Nel 2003, a causa di fatturati stagnanti e perdite crescenti, il Gruppo Prada fu costretto a richiamare Jil Sander al timone creativo. Nonostante il ritorno della fondatrice, i problemi finanziari persistevano: nel 2002 il marchio aveva registrato ricavi per 138,8 milioni di euro, ma con una perdita netta di 26,3 milioni di euro. Nel 2003, anche con la presenza di Jil Sander, il brand non riuscì a invertire la tendenza negativa, continuando a soffrire un calo di redditività e una percezione di perdita dell'identità stilistica da parte del pubblico e degli esperti del settore. Il brand, che all’epoca era posizionato nella fascia alta del mercato accanto a Hermès e addirittura sopra brand come Gucci e Prada, come spiegava all’epoca MF Fashion, sembrava perdere progressivamente il suo status. Nel 2004, la separazione definitiva tra Jil Sander e Prada avvenne a seguito di divergenze strategiche e finanziarie: anche se Bertelli e Sander parevano riconciliati, la designer restava inflessibile nel suo voler operare senza un budget fissato – secondo il New York Times c’erano anche problemi relativi ai compensi e agli investimenti del Gruppo nel brand. Secondo fonti dell’epoca, la designer si sarebbe rifiutata di approvare un piano aziendale che prevedeva tagli aggressivi ai costi che però erano necessari perché l’azienda era in rosso.
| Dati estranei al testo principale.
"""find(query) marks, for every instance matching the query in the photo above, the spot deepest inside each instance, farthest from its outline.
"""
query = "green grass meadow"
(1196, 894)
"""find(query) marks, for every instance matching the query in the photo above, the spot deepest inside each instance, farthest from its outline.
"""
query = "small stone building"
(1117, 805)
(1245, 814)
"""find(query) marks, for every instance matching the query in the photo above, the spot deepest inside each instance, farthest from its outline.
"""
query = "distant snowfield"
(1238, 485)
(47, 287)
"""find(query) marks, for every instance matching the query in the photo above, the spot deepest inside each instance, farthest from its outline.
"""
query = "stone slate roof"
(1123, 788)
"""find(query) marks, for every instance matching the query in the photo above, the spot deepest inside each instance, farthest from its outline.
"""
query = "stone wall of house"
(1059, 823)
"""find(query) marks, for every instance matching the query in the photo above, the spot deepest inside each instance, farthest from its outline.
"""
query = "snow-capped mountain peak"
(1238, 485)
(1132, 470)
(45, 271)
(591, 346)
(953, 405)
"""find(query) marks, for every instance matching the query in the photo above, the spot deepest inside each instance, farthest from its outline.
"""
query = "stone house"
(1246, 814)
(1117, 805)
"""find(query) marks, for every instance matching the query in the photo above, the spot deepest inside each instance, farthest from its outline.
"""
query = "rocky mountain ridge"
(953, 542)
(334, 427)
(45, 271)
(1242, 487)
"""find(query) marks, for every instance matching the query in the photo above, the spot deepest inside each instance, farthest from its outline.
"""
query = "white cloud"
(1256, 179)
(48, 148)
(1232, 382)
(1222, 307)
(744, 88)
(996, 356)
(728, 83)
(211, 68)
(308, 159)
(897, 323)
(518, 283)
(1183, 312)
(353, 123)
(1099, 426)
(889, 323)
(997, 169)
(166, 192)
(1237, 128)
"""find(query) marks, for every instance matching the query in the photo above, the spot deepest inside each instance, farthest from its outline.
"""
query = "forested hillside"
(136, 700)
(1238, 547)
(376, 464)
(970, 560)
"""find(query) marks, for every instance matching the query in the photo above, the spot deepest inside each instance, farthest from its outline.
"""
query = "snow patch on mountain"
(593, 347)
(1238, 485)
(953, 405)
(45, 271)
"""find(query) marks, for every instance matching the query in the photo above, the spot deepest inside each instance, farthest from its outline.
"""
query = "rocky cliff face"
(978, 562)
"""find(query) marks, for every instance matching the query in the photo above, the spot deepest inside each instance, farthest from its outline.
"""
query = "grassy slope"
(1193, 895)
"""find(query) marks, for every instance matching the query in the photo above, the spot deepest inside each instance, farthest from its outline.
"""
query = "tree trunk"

Quando Jil Sander lasciò definitivamente il marchio, l’azienda registrava una perdita di 30,6 milioni di euro. Come ricordò WWD all’epoca simili problemi erano emersi anche tra la famiglia Pinault e il duo Tom Ford-Domenico De Sole portando poi all’uscita dei due da Gucci. A peggiorare la situazione, nel 2005 il Gruppo Prada annunciò perdite complessive di 42 milioni di euro, nonostante la crescita a doppia cifra delle vendite per Prada e Miu Miu. Le difficoltà di Jil Sander e Helmut Lang avevano avuto un impatto sulle finanze del gruppo che infatti doveva barcamenarsi tra le vagonate di soldi che venivano dai propri brand e l’emorragia finanziaria rappresentata dalle acquisizioni, ormai divenute una zavorra. Patrizio Bertelli tentò di rassicurare gli investitori, annunciando un piano di ristrutturazione e l’intenzione di aumentare i ricavi grazie ai marchi principali, ma la situazione rimase critica. Nel 2006, Jil Sander riportò ricavi di 130,4 milioni di euro, ma con perdite nette che ammontavano a 37,3 milioni di euro. Nel corso degli anni successivi, il marchio accumulò perdite che superarono complessivamente i 137 milioni di euro e ricavi che non riuscirono mai a tornare ai livelli registrati nel 2000. Alla fine, il Gruppo Prada decise di vendere Jil Sander nel 2006 a Change Capital Partners, un fondo di private equity con sede a Londra che lo avrebbe poi venduto al gruppo OTB che ancora lo detiene e lo ha portato a una nuova fase di prosperità dopo anni e anni di incertezza. A meno di tre mesi dopo dalla vendita di Sander (che era andata via dal brand due mesi prima del congedo di Lang) il gruppo vendette Lang (Forbes decise di titolare con il verbo «disposes of…» come se fosse un cadavere) e un anno dopo, nell’estate del 2007, Azzedine Alaia comprò indietro il suo brand dal gruppo. Il sogno di un conglomerato di lusso italiano sotto l’egida del Gruppo Prada pareva essere finito ma proprio la decisione di concentrarsi sui propri brand fu ciò che in definitiva salvò l’intero gruppo che ha mantenuto più o meno il medesimo assetto che aveva all’epoca e oggi è diventato uno dei pochi ancora in robusta crescita nel mezzo di una profondissima crisi del lusso.